Das farbige und abwechslungsreiche Basso Continuo, zusammengesetzt aus Laute, Theorbe, Viola
da Gamba, Barockgitarre und Cembalo, bildet einen reichen Klangteppich für die Soloinstrumente. Die
frühbarocke italienische Musik gleicht kleinen Taschenopern, voll Expressivität und Lebensfreude,
manchmal auch voll Verzweiflung, welche von schwungvollen Tänzen immer wieder durchbrochen
wird. Der Zuhörer erlebt
ein musikalisches Kaleidoskop voller Überraschungen !
Programm
Intonazio
Cembalo-Improvisation
Tarquinio Merula (1590/95?-1665)
La Gallina a tre
Giovanni Battista Fontana (1571-1630)
Sonata prima
Gaspar Sanz (1640-1710)
Canarios
Dario Castello
Sonata seconda (um 1625)
Francesco Corbetta (1615-1681)
Passacaglia
Francesco Turini (1595-1656)
Sonata prima a tre
Giovanni Paolo Cima (1570?-1622)
Sonata
Biagio Marini (1594-1663)
La Gioia a tre
Giovanni Battista Fontana (1571-1630)
Sonata seconda
Dario Castello
Sonata terza a tre (um 1625)
Tarquinio Merula/Chiaccona a tre
Dieses Programm ist in zwei Varianten ausführbar:
á6
Sopran, Barockvioline, frühbarocke Blockflöten, Viola da Gamba/ Barockgitarre, , Laute/Theorbe,
Claviorganum oder Cembalo
á 5-6
Barockvioline, frühbarocke Blockflöten, Viola da Gamba/ Barockgitarre, Claviorganum oder Cembalo,
Laute/Theorbe
ad libitum - Texte zur Pestzeit Venedigs um 1630, zusammengestellt und moderiert von Dirk Schümer.
Venedig im siebzehnten Jahrhundert war eine europäische Metropole voller Widersprüche:
schwerreiche Handelsstadt im ökonomischen Sinkflug und zugleich Vergnügungsort, in dem sich der
kontinentale Adel bei Oper, Glücksspiel und Bordell die Winter verkürzte, sprudelnder Treffpunkt von
Völkern und Schauplatz schlimmer Seuchen, aber immer auch Bühne für große Kultur.

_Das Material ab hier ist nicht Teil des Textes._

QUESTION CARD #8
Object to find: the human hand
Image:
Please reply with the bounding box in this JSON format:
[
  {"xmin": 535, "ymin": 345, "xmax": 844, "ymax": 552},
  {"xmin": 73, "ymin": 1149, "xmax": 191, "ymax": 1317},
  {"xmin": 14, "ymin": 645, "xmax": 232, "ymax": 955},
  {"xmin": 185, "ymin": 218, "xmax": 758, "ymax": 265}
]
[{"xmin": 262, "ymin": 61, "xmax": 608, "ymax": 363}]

Neben der
überschäumenden Barockmalerei und der Oper, die als öffentliche Institution nach 1637 in Venedig
recht eigentlich erfunden wurde, gab es massenhaft konzertierende Musik für sakrale und profane
Anlässe. Davon handelt das musikalische Gerüst des Konzerts. Die Literatur der Zeit, verfasst von
einem snobistischen Zirkel Intellektueller, ist dagegen fast vergessen. Dabei fördert sie - mal in
venezianischem Dialekt, mal in italienischer Hochsprache - überraschende Aspekte von der Mentalität
der Lagune an die Wasseroberfläche: überschäumende Lebensfreude, knallharte Erotik, frömmelnde
Todesangst, aber auch stoische Jenseitsverachtung und Zynismus. Eine kleine, naturgemäß
übersetzte, Auswahl von Prosa und Poesie - unter anderem von Librettisten Monteverdis und Cavallis
- ergänzen das Musikprogramm um ein Sittenbild aus der Stadt der Freude und der Verzweiflung.